'Paper sons,' hidden pasts

Lisa See, author of “Shangai Girls,” shares a short story of how a young Chinese boy, and his father, was being treated differently by his grandfather compared to the rest of their family.  It turns out, the young boy’s father was a paper son and those he thought were his relatives weren’t actually related to him at all. See said that when she was in her early 30's, she also found out that some of her uncles weren’t really her uncles. She says that while some families are more open about being paper sons, some are very secretive about it. 

See’s great grandfather, a a legitimate Chinese merchant, said that many paid him to be listed as his [paper] partners, aka fake merchants, in the paperwork he was required to show the government every 6 months. 

After discussing the definition, process, origin of paper sons, which we learned in class,  Lee said the paper son legacy still continued after the overturn of the Chinese Exclusion Act. The US government had “confession program” starting 1975, where they asked Chinese paper sons to confess what they were in order to receive legitimate citizenships, thus exposing their friends, neighbors, business associates and even family members along the way. The rate of getting a citizenship would be higher if one said who he/she “suspected”  was a communist.

Lastly, See says that being a paper son affected families’ daily lives it affects as well, and even “elementary school mothers” would get humiliated by being paper sons/daughters or by their children being paper sons/daughters.  Several half Chinese people, like See’s other uncle, told their children not to tell people they were part Chinese because until 1948, it was against the law in California for people who were even 1 quarter chinese to own property or even be married to a white person. 

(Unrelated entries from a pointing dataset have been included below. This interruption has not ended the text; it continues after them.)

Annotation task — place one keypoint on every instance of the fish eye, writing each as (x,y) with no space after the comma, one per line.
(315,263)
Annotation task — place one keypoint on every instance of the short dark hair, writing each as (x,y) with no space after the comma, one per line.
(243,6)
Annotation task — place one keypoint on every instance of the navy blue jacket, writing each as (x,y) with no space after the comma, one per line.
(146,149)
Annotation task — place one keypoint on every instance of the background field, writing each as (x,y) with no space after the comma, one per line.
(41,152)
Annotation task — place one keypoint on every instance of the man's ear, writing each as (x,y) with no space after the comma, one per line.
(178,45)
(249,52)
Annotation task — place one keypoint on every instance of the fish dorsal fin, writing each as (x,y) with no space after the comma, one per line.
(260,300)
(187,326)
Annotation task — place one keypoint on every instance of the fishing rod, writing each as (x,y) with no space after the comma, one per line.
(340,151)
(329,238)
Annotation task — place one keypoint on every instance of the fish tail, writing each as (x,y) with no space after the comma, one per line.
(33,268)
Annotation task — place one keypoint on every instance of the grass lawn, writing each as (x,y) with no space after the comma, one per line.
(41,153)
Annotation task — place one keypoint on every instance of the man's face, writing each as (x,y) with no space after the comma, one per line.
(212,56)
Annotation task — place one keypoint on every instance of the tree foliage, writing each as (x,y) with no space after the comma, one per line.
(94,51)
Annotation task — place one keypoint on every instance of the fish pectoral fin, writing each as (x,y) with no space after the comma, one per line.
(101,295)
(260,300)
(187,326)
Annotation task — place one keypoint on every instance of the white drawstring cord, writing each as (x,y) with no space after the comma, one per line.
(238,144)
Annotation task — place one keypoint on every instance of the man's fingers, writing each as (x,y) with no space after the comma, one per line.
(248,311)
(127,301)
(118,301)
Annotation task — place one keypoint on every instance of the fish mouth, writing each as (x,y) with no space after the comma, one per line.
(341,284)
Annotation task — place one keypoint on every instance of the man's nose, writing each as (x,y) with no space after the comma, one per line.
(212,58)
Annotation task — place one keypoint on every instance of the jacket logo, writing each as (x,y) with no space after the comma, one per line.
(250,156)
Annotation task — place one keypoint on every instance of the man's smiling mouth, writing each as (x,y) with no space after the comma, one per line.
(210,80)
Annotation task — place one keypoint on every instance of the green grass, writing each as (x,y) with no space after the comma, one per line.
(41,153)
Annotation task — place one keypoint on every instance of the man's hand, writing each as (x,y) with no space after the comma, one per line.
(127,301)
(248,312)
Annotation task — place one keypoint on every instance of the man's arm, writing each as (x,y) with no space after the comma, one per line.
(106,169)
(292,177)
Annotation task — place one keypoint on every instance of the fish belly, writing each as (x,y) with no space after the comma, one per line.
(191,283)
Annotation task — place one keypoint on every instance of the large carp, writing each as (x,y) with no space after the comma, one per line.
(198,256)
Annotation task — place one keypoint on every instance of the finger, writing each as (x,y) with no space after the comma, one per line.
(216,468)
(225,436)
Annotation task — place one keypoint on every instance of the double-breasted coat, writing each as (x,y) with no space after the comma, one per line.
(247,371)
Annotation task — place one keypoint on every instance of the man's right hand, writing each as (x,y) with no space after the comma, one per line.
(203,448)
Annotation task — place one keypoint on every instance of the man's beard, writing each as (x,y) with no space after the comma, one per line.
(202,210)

Opinion: It is crazy to see the type of discrimination that these Chinese families faced, and I did not realize how hard it was for them in their daily lives as well.  Going to Angel Island last year devastated me as I saw the writing of several Chinese men and women encarved on the walls, which showed how much they suffered in these cramped, unsanitary immigration stations. I can only imagome being a paper son and finding out that the people I grew up with were not really my family members.